Ambulans yang diserahkan Ketua Gerakan Nasional Pembela Fatwa (GNPF) Ulama OKU H. Alikhan Ibrahim diterima langsung oleh Dubes Palestina Zuhair Al Shun. Sejumlah tokoh masyarakat OKU yang juga hadir dalam penyerahan bantuan ambulans itu adalah H. Mustahiruls Kohar, Dimpu Siburian, Elvis Rahman, Rama Fitrah, H. A. Muchtar, H. M. Marhum, dan H. Usman Rizal.
GNPF Ulama OKU meminta bantuan Teguh Santosa untuk memfasilitasi penyerahan bantuan karena Teguh Santosa dikenal memiliki jaringan yang luas dengan berbagai kedutaan besar negara sahabat di Jakarta.
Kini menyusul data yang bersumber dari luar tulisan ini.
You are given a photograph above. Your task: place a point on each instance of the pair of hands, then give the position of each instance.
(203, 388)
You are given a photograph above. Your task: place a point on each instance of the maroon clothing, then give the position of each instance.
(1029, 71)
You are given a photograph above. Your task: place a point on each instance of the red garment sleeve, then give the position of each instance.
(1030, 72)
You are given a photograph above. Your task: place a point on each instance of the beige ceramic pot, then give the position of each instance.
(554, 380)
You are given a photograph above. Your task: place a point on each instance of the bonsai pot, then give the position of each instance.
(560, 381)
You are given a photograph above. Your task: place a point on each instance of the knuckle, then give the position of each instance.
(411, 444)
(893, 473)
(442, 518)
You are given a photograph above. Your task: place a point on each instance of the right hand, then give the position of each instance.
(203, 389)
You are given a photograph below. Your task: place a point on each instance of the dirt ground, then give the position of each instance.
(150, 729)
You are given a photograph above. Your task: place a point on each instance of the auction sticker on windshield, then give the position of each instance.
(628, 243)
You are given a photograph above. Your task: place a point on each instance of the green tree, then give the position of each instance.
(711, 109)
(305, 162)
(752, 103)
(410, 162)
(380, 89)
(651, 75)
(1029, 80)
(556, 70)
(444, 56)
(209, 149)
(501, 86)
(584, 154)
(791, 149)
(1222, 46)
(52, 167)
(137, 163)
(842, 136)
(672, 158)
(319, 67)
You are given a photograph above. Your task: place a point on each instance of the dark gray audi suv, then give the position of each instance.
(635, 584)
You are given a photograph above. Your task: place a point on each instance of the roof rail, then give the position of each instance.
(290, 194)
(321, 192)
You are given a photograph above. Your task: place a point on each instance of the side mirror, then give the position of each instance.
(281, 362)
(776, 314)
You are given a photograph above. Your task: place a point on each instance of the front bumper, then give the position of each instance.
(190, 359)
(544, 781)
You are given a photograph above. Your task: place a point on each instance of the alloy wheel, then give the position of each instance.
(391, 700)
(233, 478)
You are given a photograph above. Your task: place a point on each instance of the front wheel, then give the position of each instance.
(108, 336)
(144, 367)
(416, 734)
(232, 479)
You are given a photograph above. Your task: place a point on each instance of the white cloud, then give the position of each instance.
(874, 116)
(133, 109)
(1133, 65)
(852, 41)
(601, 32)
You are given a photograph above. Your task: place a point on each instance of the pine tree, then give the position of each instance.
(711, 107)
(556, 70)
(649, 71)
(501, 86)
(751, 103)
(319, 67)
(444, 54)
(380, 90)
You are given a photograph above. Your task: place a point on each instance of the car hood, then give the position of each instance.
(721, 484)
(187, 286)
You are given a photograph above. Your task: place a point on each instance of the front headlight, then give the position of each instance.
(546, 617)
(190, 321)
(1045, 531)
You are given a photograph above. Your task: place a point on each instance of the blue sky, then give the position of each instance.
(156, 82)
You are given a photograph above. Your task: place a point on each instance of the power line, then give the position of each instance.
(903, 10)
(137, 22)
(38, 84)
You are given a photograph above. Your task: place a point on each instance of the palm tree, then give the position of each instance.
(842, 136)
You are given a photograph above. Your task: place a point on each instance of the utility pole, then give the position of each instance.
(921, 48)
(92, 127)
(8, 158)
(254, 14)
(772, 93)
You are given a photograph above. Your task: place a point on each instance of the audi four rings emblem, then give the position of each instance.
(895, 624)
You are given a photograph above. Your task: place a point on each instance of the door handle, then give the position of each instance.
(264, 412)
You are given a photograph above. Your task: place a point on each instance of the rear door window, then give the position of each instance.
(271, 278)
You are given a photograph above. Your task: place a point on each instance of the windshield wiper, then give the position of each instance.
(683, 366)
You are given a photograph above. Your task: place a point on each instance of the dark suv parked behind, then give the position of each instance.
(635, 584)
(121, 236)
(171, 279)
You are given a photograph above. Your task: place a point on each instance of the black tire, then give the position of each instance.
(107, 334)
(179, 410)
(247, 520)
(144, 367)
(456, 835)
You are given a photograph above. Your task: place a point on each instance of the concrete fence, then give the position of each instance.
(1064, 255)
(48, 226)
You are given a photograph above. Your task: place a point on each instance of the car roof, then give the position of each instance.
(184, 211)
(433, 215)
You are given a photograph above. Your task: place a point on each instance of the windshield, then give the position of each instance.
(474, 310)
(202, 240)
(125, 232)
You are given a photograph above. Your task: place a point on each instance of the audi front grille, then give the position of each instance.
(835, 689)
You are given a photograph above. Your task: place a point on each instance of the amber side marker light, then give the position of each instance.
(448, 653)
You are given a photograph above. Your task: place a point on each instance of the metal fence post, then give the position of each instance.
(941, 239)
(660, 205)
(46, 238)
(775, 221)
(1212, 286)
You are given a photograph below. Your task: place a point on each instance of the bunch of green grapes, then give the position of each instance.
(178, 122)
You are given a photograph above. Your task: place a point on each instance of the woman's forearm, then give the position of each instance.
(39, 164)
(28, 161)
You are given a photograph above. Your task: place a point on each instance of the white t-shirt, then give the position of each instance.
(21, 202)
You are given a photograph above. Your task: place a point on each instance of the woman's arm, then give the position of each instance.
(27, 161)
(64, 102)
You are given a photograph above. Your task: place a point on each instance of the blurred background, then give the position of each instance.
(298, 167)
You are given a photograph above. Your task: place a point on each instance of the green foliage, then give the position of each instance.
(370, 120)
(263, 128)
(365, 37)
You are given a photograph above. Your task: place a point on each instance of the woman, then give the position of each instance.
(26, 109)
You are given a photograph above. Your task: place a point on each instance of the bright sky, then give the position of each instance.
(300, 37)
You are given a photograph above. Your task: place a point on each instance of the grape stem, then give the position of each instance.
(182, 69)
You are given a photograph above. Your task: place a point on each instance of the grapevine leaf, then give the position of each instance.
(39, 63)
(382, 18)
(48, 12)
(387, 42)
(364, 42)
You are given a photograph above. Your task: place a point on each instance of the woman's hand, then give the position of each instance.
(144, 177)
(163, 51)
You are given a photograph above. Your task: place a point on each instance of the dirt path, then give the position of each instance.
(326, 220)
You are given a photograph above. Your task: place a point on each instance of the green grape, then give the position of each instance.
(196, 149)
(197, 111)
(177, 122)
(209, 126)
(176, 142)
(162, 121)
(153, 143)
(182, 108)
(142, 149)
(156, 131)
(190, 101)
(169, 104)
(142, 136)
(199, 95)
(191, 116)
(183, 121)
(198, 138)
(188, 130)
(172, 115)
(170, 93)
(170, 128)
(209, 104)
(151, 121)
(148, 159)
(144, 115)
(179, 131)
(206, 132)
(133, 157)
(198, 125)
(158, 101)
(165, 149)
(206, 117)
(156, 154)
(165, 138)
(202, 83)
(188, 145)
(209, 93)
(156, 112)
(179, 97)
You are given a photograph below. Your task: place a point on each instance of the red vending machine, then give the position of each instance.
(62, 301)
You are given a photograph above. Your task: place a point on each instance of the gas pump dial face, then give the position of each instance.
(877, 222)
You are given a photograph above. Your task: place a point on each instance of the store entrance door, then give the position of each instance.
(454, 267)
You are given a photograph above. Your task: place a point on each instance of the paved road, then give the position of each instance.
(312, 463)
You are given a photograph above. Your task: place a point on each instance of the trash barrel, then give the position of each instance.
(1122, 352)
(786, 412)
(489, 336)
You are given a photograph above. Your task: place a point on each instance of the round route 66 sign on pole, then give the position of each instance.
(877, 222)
“Pernyataan Yair Lapid adalah sebuah pengakuan tegas dan terbuka atas eksistensi Negara Palestina. Inilah momentum emas itu,” ujar Teguh yang pernah menjadi Ketua Bidang Luar Negeri PP Pemuda Muhammadiyah dan Ketua Bidang Luar Negeri Persatuan Wartawan Indonesia (PWI).
Teguh menggarisbawahi, kawasan yang kini menjadi sengketa antara Israel dan Palestina memiliki sejarah yang sangat panjang. Relasi kedua bangsa, Arab dan Yahudi, di kawasan itu mengalami pasang surut seiring dengan perjalanan waktu. Ketegangan politik global yang tidak dapat dihindarkan juga ikut mewarnai relasi keduanya sehingga kekerasan menjadi unsur dominan di kawasan setidaknya dalam tujuh dekade terakhir.